On Thursday, 11 June 2015 at 21:41:27 UTC, Laeeth Isharc wrote:
On Thursday, 11 June 2015 at 21:02:36 UTC, Jonathan M Davis wrote:
The other fun one is the insane number of template instantations we get for stuff like std.algorithm thanks to all of those helper templates like isInputRange. IIRC, std.algorithm's unit tests instantiate over a million different template instances - and much of that is simply for template constraints and static ifs. So, improving build times with regards to templates which are instantiated would probably be the second largest gain to be had behind CTFE if we could improve it, but obviously, we'd have to make such improvements to be sure.

I am following along and learning, but could you perhaps elaborate on this a bit more if you have time. I can see that the unit test
template proliferation makes running unit tests slow for
std.algorithm.  But why does it affect builds in other respects
if you are just importing std.algorithm from a non-phobos code
base? Or was this an example of the extreme case as an illustration?

It's what happens when you use traits like isInputRange, isForwardRange, etc. all over the place. std.algorithm is likely an extreme case, because it's _all_ templated, and it has lots of different static if branches and function overloads for efficiency, and of course, we're talking about the unit tests in particular, so they have to be instantiating all of the various functions in std.algorithm with all kinds of different arguments. You quickly get a combinatorial explosion of template instantiations where a large portion of those templates are eponymous templates used specifically for template constraints and static ifs.
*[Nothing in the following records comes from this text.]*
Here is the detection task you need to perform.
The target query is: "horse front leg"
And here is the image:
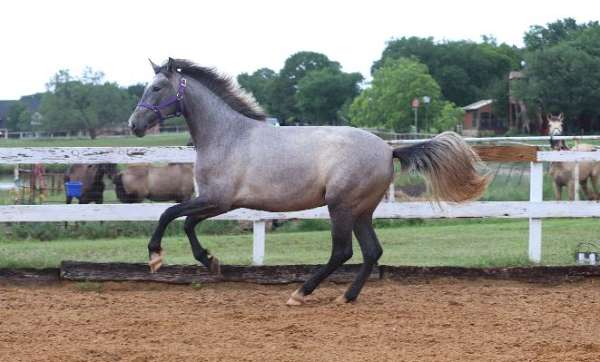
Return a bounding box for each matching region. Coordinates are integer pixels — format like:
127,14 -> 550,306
183,214 -> 220,274
552,181 -> 562,201
148,198 -> 227,273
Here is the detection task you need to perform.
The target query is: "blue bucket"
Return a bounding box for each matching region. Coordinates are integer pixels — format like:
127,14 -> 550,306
65,181 -> 82,197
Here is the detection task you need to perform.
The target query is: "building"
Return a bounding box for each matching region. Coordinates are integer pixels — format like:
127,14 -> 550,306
0,101 -> 16,128
462,99 -> 506,137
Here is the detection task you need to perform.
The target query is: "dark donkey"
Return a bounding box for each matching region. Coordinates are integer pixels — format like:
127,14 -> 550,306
129,59 -> 487,305
64,163 -> 117,204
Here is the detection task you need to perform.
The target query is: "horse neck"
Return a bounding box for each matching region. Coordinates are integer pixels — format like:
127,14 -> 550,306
183,80 -> 258,149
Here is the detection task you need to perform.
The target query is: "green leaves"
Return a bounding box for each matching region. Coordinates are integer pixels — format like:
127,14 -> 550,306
237,51 -> 362,124
40,68 -> 139,138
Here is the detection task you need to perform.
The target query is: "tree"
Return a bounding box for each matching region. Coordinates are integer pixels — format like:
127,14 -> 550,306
6,102 -> 29,131
41,69 -> 137,139
430,102 -> 465,132
237,68 -> 278,113
295,67 -> 363,125
269,51 -> 341,121
515,42 -> 600,132
371,36 -> 521,105
350,58 -> 444,132
523,18 -> 598,51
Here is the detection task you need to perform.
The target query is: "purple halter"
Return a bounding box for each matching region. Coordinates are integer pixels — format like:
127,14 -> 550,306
138,77 -> 187,123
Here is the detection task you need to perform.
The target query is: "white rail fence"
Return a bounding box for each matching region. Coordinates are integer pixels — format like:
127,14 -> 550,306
0,147 -> 600,265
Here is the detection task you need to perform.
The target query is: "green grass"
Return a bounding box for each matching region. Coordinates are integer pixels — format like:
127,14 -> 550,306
0,133 -> 190,147
0,219 -> 600,268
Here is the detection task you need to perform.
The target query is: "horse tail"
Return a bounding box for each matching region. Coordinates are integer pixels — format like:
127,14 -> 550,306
393,132 -> 490,202
113,173 -> 129,202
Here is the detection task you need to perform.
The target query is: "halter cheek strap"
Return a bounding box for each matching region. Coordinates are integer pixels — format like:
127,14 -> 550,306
137,78 -> 187,124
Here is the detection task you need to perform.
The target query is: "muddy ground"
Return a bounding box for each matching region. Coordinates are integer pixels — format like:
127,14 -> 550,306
0,278 -> 600,361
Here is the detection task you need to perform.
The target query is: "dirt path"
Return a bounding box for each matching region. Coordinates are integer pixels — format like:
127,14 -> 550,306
0,279 -> 600,361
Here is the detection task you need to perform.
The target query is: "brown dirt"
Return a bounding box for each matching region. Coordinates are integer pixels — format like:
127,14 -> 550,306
0,279 -> 600,361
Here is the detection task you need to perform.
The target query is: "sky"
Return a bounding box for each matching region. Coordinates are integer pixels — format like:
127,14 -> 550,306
0,0 -> 600,100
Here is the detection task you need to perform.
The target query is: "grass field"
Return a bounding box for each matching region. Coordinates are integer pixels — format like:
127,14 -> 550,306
0,219 -> 600,268
0,133 -> 190,147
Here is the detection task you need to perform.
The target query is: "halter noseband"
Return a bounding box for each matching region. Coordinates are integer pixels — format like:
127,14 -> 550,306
137,77 -> 187,124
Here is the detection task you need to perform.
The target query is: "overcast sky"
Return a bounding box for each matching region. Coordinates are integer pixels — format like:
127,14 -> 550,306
0,0 -> 600,100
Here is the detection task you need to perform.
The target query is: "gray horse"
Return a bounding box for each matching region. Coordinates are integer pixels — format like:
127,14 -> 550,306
129,58 -> 488,305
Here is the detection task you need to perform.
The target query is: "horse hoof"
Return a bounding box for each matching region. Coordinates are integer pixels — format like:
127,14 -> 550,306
335,294 -> 350,304
208,256 -> 221,275
148,250 -> 164,273
285,289 -> 304,307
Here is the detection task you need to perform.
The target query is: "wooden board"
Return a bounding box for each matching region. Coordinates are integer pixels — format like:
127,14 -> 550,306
0,201 -> 600,222
0,261 -> 600,284
473,145 -> 538,162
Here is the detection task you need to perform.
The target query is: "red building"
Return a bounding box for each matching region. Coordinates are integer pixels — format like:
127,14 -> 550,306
462,99 -> 506,137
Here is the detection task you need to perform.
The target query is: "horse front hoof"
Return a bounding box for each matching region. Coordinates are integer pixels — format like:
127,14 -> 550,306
208,256 -> 221,275
335,294 -> 351,305
285,289 -> 304,307
148,250 -> 164,273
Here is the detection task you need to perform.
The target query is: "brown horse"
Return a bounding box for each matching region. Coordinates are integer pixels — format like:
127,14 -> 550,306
64,163 -> 117,204
547,113 -> 600,201
113,163 -> 194,203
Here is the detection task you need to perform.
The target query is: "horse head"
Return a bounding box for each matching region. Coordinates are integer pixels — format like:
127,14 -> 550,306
128,58 -> 186,137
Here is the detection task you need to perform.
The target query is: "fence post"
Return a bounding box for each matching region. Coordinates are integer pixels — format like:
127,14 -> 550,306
529,162 -> 544,263
252,220 -> 266,265
573,162 -> 587,201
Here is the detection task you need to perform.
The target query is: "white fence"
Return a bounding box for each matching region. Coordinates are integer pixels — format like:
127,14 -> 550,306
0,147 -> 600,265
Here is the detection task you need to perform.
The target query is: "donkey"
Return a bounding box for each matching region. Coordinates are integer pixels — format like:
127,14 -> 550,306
546,113 -> 600,201
129,58 -> 489,305
113,163 -> 194,203
64,163 -> 117,204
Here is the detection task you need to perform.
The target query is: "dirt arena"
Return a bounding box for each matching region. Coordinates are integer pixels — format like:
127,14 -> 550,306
0,279 -> 600,361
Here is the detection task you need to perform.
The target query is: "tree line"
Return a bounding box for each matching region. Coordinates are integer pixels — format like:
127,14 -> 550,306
7,18 -> 600,137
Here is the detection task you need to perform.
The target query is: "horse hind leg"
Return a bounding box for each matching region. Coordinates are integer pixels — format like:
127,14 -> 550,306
183,215 -> 220,274
336,212 -> 383,303
287,206 -> 354,306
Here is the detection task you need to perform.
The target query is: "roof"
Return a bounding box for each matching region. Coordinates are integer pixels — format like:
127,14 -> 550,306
463,99 -> 494,111
508,70 -> 524,80
0,101 -> 17,119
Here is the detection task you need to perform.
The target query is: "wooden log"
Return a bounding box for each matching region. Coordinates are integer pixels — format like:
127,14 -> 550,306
380,265 -> 600,282
0,268 -> 60,283
60,261 -> 379,284
473,145 -> 538,162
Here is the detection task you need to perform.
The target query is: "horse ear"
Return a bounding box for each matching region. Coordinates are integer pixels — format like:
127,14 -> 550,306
148,58 -> 160,74
167,57 -> 175,72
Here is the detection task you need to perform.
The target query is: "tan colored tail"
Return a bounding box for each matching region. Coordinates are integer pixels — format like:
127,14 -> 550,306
394,132 -> 490,202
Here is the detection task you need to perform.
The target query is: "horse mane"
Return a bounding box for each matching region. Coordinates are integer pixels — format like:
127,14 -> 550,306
163,59 -> 267,121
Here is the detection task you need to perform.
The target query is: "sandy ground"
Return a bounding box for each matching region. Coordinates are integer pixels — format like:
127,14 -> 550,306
0,279 -> 600,361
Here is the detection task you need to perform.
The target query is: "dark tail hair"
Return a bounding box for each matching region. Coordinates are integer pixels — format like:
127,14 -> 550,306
393,132 -> 490,202
113,173 -> 129,202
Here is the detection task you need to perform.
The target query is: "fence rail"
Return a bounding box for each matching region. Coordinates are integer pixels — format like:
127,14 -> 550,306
0,143 -> 600,265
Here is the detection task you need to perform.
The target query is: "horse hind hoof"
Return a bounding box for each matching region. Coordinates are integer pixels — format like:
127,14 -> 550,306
208,256 -> 221,275
285,289 -> 305,307
148,250 -> 164,273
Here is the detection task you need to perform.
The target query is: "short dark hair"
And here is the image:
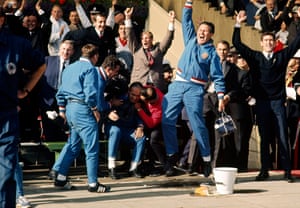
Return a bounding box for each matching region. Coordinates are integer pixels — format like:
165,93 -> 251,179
199,21 -> 215,34
217,40 -> 230,50
81,44 -> 99,59
141,86 -> 157,101
260,32 -> 275,40
102,55 -> 123,69
129,82 -> 143,90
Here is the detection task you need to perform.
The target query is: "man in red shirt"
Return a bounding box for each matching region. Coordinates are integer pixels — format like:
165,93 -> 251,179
135,86 -> 166,176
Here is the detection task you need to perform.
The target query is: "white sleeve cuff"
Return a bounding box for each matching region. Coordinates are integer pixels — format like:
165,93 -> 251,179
15,9 -> 23,17
38,9 -> 45,15
124,19 -> 132,27
168,22 -> 175,31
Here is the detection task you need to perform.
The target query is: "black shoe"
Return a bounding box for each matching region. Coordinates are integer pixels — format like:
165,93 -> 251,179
255,170 -> 269,181
166,153 -> 178,177
54,179 -> 76,190
48,169 -> 58,181
166,167 -> 177,177
130,168 -> 144,178
108,168 -> 119,180
284,171 -> 295,183
149,169 -> 162,177
202,161 -> 211,178
88,183 -> 110,193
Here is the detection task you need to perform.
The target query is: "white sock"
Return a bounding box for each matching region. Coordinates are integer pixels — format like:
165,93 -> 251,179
57,174 -> 67,181
129,162 -> 138,171
202,155 -> 211,162
108,157 -> 116,169
89,183 -> 97,187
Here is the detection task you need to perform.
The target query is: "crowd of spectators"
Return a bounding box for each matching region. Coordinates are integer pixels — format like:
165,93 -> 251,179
1,0 -> 300,206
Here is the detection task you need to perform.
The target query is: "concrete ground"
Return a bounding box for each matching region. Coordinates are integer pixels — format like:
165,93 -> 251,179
24,167 -> 300,208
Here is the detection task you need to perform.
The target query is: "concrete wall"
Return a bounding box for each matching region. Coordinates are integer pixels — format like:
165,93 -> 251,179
147,0 -> 260,66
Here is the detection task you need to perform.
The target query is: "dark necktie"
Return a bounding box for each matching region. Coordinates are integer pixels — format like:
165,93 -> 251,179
146,49 -> 154,66
57,61 -> 67,88
61,61 -> 67,71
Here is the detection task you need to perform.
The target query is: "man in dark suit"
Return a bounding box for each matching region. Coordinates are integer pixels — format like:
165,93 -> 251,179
64,13 -> 116,66
204,40 -> 252,171
232,10 -> 300,182
40,40 -> 74,141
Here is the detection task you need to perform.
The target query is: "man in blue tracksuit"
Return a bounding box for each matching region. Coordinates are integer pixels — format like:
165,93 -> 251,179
162,0 -> 225,177
0,8 -> 46,208
53,44 -> 120,192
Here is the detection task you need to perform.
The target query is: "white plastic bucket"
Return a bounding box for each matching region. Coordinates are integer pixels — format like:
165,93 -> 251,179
213,167 -> 237,194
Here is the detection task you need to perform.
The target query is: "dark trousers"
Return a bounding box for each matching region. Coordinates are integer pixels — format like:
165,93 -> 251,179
255,99 -> 291,171
146,125 -> 166,165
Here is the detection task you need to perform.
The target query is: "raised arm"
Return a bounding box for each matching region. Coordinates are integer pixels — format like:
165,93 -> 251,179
74,0 -> 92,28
160,10 -> 176,54
182,0 -> 196,45
124,7 -> 139,53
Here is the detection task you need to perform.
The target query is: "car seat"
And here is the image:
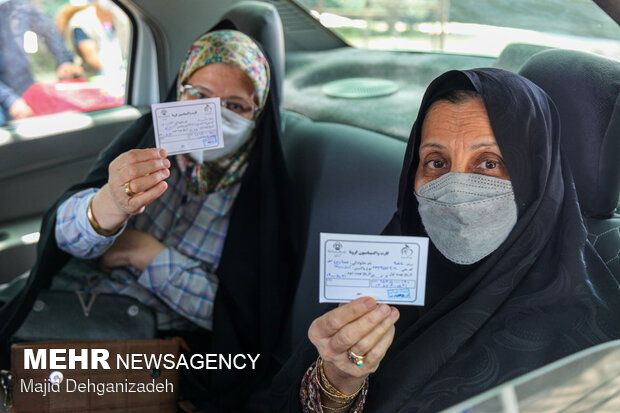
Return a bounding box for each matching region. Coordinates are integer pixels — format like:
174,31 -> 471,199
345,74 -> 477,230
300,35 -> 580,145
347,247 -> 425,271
519,49 -> 620,280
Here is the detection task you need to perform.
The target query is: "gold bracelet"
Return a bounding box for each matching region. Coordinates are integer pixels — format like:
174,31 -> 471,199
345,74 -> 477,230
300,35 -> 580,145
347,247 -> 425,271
86,195 -> 118,237
321,402 -> 353,413
315,356 -> 367,405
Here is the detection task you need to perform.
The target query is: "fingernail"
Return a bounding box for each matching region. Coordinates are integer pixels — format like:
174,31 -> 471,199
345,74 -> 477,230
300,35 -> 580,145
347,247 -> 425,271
363,297 -> 376,308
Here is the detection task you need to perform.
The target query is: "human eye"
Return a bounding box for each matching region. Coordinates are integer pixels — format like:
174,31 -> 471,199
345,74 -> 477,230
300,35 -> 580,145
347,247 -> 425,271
425,159 -> 446,169
226,100 -> 250,113
478,159 -> 500,169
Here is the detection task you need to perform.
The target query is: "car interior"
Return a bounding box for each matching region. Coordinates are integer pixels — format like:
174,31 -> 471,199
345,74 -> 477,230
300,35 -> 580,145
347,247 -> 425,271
0,0 -> 620,411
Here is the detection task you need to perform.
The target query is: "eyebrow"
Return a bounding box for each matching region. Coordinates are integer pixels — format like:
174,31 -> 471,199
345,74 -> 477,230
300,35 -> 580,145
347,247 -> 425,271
420,141 -> 498,151
192,84 -> 248,100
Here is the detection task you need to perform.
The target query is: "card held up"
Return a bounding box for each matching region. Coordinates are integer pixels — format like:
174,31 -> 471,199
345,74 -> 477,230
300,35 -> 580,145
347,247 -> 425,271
319,233 -> 428,306
151,98 -> 224,155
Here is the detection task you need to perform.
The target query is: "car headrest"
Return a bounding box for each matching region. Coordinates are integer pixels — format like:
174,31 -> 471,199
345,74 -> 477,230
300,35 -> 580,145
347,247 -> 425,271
222,1 -> 284,102
519,49 -> 620,218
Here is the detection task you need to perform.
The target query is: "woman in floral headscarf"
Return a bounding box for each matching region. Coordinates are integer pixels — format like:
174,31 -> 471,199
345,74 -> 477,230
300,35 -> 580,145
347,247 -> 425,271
10,23 -> 297,407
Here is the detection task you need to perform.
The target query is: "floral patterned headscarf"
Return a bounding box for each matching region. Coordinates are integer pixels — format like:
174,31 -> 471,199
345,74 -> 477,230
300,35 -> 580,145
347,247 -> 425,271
176,30 -> 270,196
177,30 -> 270,110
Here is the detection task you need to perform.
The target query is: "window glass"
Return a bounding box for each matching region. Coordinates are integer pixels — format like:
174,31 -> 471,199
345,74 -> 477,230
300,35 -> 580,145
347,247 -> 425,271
296,0 -> 620,59
0,0 -> 131,124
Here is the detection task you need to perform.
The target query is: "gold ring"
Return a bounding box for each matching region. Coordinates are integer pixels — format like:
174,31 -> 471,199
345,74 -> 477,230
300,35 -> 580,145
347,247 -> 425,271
347,350 -> 366,367
125,181 -> 136,198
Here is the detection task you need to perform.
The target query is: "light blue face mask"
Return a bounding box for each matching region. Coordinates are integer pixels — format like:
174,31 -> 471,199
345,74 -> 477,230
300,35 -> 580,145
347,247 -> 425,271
415,172 -> 517,264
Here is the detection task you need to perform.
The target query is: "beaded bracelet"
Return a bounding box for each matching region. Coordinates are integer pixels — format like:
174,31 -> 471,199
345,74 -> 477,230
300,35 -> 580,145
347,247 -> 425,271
86,196 -> 118,237
315,356 -> 368,410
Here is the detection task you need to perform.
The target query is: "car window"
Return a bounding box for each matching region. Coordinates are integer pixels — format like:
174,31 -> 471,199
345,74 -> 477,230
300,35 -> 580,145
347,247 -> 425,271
296,0 -> 620,59
0,0 -> 132,124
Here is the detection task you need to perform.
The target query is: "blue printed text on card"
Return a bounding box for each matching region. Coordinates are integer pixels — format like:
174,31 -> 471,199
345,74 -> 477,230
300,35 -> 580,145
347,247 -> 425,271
319,233 -> 428,305
151,98 -> 224,155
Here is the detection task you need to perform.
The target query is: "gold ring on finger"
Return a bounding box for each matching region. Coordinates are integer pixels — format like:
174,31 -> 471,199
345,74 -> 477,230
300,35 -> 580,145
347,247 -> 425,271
347,350 -> 366,367
125,181 -> 136,198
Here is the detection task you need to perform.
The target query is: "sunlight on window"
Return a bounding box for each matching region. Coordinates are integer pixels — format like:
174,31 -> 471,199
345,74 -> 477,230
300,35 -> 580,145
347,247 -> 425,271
21,232 -> 41,245
296,0 -> 620,59
14,113 -> 93,139
24,30 -> 39,54
0,129 -> 11,145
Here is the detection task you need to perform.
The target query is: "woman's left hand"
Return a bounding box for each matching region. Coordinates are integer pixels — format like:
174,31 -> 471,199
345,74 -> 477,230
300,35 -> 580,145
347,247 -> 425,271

I'd have to track down the posts that Don made on the matter to give any concrete details, but it's was quite surprising to many of us when we found out just how many times many of these basic trait templates were being instantiated.

User code will run into similar problems if it makes heavy use of such templates in template constraints and static if branches and then actually tests all the various combinations in its unit tests, but your average program likely doesn't instantiate stuff like isInputRange anywhere near as much as std.algorithm's unit tests do. It will mostly be unit test builds which have this problem. Still, anything that we can do to improve the compiler's performance in the face of these common idioms will definitely help compilation time.